Leadership

The programming is our destiny.

- Zelda Fichandler

 
 

Artistic Leadership

Rick Dildine is a director and producer. He became the fourth Artistic Director of Alabama Shakespeare Festival in August 2017. He oversees all artistic programming and sets the creative vision for the ASF, one of the largest Shakespeare festivals in the country. For ASF he has directed Cabaret, A Midsummer Night’s Dream, Macbeth, The Tempest, Romeo & Juliet, The Sound of Music, Little Shop of Horrors, Every Brilliant Thing, Steel Magnolias, and Alabama Story. In 2018, he launched ASF’s largest commissioning project to date with the “State of the South” tour and New Southern Canon to produce 22 new plays about transformative moments in the South. He created a partnership with the Montgomery Public Schools that has led to the students performing at the Congressional Black Caucus in Washington, DC, and recognition from Society of Directors & Choreographers as a “stand out” moment for diversity and inclusion in American theatre. A longtime advocate for mentorship, Dildine is an alumnus of and heavily involved with the Kennedy Center/American College Theatre Festival and has served consistently as one of the national judges for the Irene Ryan Acting Award. In 2019 Dildine was recognized by the Society of Directors & Choreographers as a finalist for the Zelda Fichandler Award given to a director who has made a profound impact on regional theater.

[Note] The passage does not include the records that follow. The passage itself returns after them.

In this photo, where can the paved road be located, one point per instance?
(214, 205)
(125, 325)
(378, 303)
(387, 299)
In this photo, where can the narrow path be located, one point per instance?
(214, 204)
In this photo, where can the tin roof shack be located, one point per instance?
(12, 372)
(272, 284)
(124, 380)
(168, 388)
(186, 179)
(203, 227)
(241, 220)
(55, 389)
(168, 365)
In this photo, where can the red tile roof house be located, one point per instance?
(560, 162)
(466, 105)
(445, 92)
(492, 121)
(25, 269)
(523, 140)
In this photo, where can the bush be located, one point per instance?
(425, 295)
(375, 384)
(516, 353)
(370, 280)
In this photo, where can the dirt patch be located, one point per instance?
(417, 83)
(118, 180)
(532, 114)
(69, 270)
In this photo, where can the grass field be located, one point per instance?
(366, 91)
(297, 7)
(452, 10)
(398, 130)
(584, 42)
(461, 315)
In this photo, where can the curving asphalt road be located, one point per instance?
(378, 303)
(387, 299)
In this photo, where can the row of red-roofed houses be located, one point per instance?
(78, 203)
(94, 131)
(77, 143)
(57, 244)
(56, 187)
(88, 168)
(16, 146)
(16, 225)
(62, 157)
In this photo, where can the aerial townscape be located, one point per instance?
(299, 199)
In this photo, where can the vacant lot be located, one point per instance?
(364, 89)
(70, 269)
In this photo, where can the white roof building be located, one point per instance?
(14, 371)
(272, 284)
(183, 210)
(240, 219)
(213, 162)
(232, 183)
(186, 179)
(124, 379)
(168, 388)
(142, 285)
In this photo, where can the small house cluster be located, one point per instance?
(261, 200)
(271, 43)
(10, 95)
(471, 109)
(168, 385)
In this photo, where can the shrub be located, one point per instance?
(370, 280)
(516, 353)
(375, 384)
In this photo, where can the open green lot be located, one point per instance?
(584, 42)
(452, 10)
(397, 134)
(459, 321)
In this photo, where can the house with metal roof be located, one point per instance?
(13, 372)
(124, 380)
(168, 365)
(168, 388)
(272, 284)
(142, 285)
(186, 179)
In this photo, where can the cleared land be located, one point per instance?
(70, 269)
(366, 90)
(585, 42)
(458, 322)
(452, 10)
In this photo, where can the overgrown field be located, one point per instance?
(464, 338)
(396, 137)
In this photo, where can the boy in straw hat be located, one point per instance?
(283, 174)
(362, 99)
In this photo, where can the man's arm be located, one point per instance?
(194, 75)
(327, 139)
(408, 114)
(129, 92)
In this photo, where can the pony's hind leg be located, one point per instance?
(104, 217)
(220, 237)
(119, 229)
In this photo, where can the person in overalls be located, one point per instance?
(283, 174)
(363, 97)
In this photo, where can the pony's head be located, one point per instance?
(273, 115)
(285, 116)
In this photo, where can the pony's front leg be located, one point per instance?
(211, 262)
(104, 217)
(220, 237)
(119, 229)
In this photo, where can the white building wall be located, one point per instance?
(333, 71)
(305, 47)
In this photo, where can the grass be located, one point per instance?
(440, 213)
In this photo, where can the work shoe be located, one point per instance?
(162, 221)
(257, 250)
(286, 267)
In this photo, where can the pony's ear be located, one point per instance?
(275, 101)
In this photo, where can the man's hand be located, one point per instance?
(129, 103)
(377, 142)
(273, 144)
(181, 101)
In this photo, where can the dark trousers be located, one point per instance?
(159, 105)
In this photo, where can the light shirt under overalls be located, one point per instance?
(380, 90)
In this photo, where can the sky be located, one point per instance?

He served as the Artistic Director of Shakespeare Festival St. Louis from 2009-17. Under his leadership, Festival attendance grew 55% and revenue grew 38% and the organization received numerous awards including the Arts Organization of the Year from the Missouri Arts Council, Exemplary Community Achievement Award from the Missouri Humanities Council and the prestigious Excellence in the Arts Award from the Arts & Education Council of Greater St. Louis. The Festival audience is consistently recognized as one of the most diverse audiences in the region with over two-thirds of annual attendance ages 21-49. He consolidated Festival operations into one centrally located 8,000 square foot headquarters in the historic Hill neighborhood and reinvigorated the Festival's volunteer arm that has grown to over 300+ volunteers annually. 

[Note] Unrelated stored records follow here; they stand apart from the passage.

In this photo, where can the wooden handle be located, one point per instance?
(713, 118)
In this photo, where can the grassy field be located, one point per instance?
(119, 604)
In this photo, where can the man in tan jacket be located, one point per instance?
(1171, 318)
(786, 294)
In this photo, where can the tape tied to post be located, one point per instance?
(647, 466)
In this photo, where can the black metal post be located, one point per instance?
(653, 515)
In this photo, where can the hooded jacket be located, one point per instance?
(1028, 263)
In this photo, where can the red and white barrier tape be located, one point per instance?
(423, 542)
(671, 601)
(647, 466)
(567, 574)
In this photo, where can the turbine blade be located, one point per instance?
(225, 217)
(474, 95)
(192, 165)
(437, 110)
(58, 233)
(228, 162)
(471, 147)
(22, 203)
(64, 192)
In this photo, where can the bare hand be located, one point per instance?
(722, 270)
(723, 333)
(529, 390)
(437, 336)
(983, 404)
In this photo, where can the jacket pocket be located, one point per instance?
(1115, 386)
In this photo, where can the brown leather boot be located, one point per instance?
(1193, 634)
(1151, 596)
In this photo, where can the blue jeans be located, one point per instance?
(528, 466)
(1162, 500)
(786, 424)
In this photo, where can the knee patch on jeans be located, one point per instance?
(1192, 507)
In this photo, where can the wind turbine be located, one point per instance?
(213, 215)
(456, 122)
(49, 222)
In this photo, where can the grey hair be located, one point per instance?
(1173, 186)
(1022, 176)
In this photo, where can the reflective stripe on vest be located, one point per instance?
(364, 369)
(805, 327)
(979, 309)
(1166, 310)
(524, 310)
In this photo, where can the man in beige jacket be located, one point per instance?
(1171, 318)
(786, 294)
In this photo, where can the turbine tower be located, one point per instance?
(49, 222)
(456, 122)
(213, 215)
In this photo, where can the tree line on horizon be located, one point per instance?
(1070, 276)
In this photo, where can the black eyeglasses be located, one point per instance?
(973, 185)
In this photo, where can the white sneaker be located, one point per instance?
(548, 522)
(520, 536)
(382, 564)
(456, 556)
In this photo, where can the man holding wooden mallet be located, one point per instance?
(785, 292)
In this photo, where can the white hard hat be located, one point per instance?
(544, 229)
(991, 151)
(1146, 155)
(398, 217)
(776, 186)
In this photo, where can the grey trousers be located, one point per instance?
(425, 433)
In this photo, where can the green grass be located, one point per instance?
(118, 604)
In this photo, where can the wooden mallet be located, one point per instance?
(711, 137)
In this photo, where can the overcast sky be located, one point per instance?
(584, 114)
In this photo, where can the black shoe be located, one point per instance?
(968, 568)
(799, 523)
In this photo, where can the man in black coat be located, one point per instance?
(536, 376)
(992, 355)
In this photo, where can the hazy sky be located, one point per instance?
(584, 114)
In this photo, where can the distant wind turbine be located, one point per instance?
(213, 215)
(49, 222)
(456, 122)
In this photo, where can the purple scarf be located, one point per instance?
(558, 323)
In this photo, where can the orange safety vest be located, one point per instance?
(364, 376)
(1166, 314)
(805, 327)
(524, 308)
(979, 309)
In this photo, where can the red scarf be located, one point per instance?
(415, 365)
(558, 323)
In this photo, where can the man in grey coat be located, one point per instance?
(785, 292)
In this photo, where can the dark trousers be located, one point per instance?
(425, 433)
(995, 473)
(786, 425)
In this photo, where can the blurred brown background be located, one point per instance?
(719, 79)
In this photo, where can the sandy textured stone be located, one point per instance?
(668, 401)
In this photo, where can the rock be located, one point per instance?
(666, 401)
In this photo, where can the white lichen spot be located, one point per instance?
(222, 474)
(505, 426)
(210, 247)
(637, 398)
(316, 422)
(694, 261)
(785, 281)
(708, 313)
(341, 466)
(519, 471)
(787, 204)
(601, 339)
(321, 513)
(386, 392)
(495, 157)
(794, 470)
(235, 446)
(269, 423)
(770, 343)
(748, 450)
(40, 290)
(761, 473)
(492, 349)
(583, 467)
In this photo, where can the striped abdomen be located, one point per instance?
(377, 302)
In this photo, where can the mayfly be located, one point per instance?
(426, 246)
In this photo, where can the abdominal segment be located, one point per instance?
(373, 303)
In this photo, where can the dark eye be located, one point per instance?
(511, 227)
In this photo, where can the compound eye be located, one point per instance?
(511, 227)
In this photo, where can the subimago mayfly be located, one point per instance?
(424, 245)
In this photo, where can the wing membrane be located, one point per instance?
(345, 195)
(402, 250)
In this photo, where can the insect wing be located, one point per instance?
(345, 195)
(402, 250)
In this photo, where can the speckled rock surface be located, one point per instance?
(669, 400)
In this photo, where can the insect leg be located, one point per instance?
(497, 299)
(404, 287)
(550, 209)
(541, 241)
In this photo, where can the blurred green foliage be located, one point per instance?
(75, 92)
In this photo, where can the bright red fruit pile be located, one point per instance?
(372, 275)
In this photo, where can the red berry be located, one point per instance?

Dildine was named 2014 “Theatre Artist of the Year” by the St. Louis Post-Dispatch, “40 Under 40” by the St. Louis Business Journal and recognized on the city’s Power List of “100 People Who Are Reshaping the City.” He won the 2016 St. Louis Theatre Award for Best Director for his production of A Midsummer Night's Dream, and the St. Louis Post-Dispatch named him "Best Director" for 2016-17. Recognized as a leader in community engagement, Dildine began the company’s public arts programs, which led to the creation of the highly innovative “Shakespeare in the Streets” and nationally-replicated “SHAKE 38,” both of which have been featured in American Theatre Magazine as national models in community development using the performing arts. He initiated the Festival’s new works commissioning process which has premiered works with the Grammy Award-winning Saint Louis Symphony and the Pulitzer Arts Foundation; in 2018, the Festival will premiere an expanded season of new works. Dildine was a keynote speaker at the first National Innovation Summit for the Arts in Denver, CO, in 2013.

He has held leadership positions at Shakespeare & Company, Chicago’s About Face Theatre, Stephen Foster Theatre, and Brown University/Trinity Rep New Plays Festival under the direction of Pulitzer Prize winner Paula Vogel. Dildine has traveled on TCG delegations to Cuba and China and served on numerous grant panels including the National Endowment for the Arts.

He has taught or served on staff for Brown University, Clark University, and Webster University, where he served as Director of the MFA Arts Management & Leadership program and Adjunct Professor within its BFA Performance program. 

Dildine is a graduate of Ouachita Baptist University and Brown University/Trinity Rep with an MFA in Acting and is a proud member of Actors’ Equity Association and the Society of Directors and Choreographers. Rick grew up in Wynne, Arkansas.

He is represented by Charles Kopelman, A3.